Il miele

 delle 

nostre regine.

“L’amore per la natura 

dà solo cose buone”

             (San Francesco d’Assisi)

“Il protagonista era diventato apicoltore per amore dell’oro, non era avido di ricchezze ma cercava in ogni cosa ciò che alquanto singolarmente egli chiamava l’oro della vita.

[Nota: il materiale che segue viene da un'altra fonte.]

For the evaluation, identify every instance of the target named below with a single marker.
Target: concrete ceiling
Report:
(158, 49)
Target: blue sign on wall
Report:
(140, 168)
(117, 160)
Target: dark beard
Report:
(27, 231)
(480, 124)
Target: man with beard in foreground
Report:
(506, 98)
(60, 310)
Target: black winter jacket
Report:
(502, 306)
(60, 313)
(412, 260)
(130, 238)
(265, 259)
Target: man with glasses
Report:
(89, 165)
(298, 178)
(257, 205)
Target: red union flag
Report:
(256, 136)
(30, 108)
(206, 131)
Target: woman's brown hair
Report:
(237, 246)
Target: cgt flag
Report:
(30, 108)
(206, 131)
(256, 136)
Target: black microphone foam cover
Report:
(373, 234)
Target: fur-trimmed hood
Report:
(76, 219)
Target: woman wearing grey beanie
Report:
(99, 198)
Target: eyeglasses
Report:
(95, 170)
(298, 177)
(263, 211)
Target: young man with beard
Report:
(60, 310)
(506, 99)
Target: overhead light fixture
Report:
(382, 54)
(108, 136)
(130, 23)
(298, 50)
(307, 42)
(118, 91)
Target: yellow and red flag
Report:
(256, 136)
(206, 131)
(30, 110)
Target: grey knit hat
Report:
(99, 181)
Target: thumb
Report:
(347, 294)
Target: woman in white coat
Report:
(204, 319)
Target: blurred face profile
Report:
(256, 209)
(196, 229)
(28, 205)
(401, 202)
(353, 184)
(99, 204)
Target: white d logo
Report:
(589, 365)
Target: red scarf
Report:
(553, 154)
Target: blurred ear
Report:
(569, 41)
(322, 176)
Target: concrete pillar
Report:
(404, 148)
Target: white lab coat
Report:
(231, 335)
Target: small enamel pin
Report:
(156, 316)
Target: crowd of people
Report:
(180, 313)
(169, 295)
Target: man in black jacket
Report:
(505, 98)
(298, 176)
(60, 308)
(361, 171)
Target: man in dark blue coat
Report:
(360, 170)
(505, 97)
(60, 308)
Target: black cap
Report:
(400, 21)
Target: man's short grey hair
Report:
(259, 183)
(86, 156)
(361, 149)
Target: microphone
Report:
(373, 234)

La vita era un’ape d’oro, una strana ape d’oro che brilla in lontananza, si leva in volo, si inebria di profumo in profumo, cozza contro le vetrate del sole e cerca, nell’immensità del cielo il nettare del proprio fiore.  E il miele è un sole che si coltiva e per fare un bel sole ci vuole tempo”

                                                                                                                                                                             (da “L’apicoltore” di Maxence Fermine)

La storia del Miele?

La Nostra Storia

Benvenuti a tutti Voi.

Grazie per aver scelto di visitare questo sito, studiato al fine di presentarVi un mondo complesso e  ricco di mistero e fascino.

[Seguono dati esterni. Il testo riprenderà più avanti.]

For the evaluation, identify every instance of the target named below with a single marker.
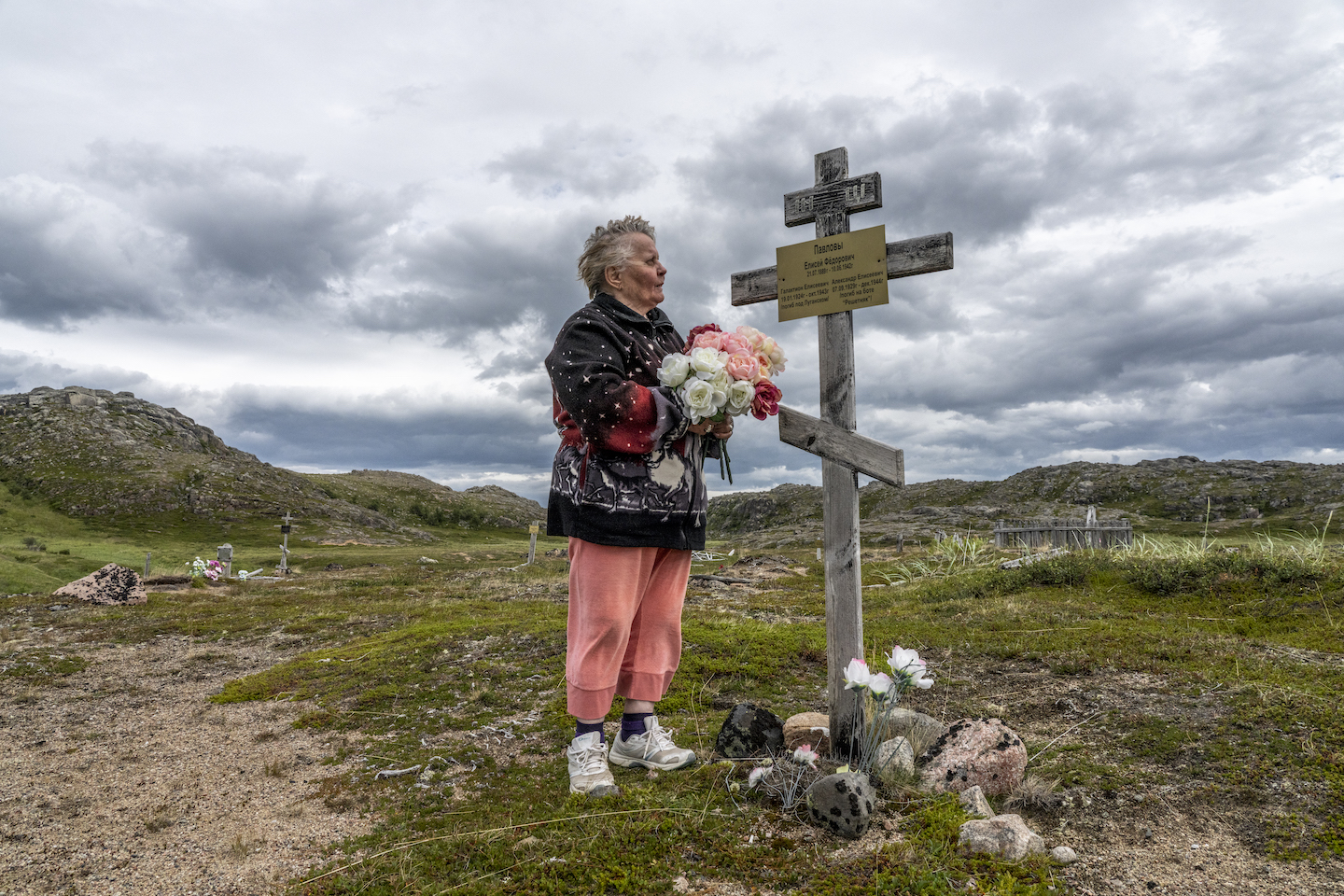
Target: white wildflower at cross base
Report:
(907, 670)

Le api sono sempre state come delle compagne per l’uomo, ma sembra che con il passare dei secoli  l’uomo stesso si sia dimenticato di quanto esse siano importanti.

La mancanza di sensibilità sta portando alla morte queste creature, ormai sempre più indifese e minacciate da avversari visibili ed invisibili.

Ho deciso di presentarVi la mia storia, ma credo che sia la stessa che ognuno di noi vive quando crede profondamente in qualche cosa.

Essendo sempre cresciuta a contatto con la Natura e avendo sempre letto libri e riviste sulle api, decisi di fare il grande passo e acquistare il mio primo alveare.

Ogni volta che aprivo il tetto della mia arnia per fare dei controlli mi rendevo conto della complessità e della maestosità del mondo delle api,  così decisi di specializzarmi sempre di più in quello che stavo facendo.

Più leggevo e studiavo e più mi  rendevo conto di quanto fossi piccola… di quanto siamo piccoli noi esseri umani.

E oggi sono qui, con la mia tuta, i miei guanti e la mia maschera a fare il possibile per renderVi partecipi del perché ho deciso di far mio un lavoro ricco di difficoltà con il clima in continua evoluzione, i nuovi e vecchi parassiti e altre avversità, ma che mi dona, nonostante il sudore, il sorriso.

Avete idea di cosa voglia dire vedere sfarfallare una giovane ape dalla cella e muovere i suoi primi “passi”? O vedere le tue apette correre da una parte all’altra del favo e che con i loro occhietti ti guardano mentre fanno il loro lavoro, esattamente come un bambino gioca sul tappeto in sala mentre i genitori lo guardano con amore… quanto pensate che sia calzante questo paragone?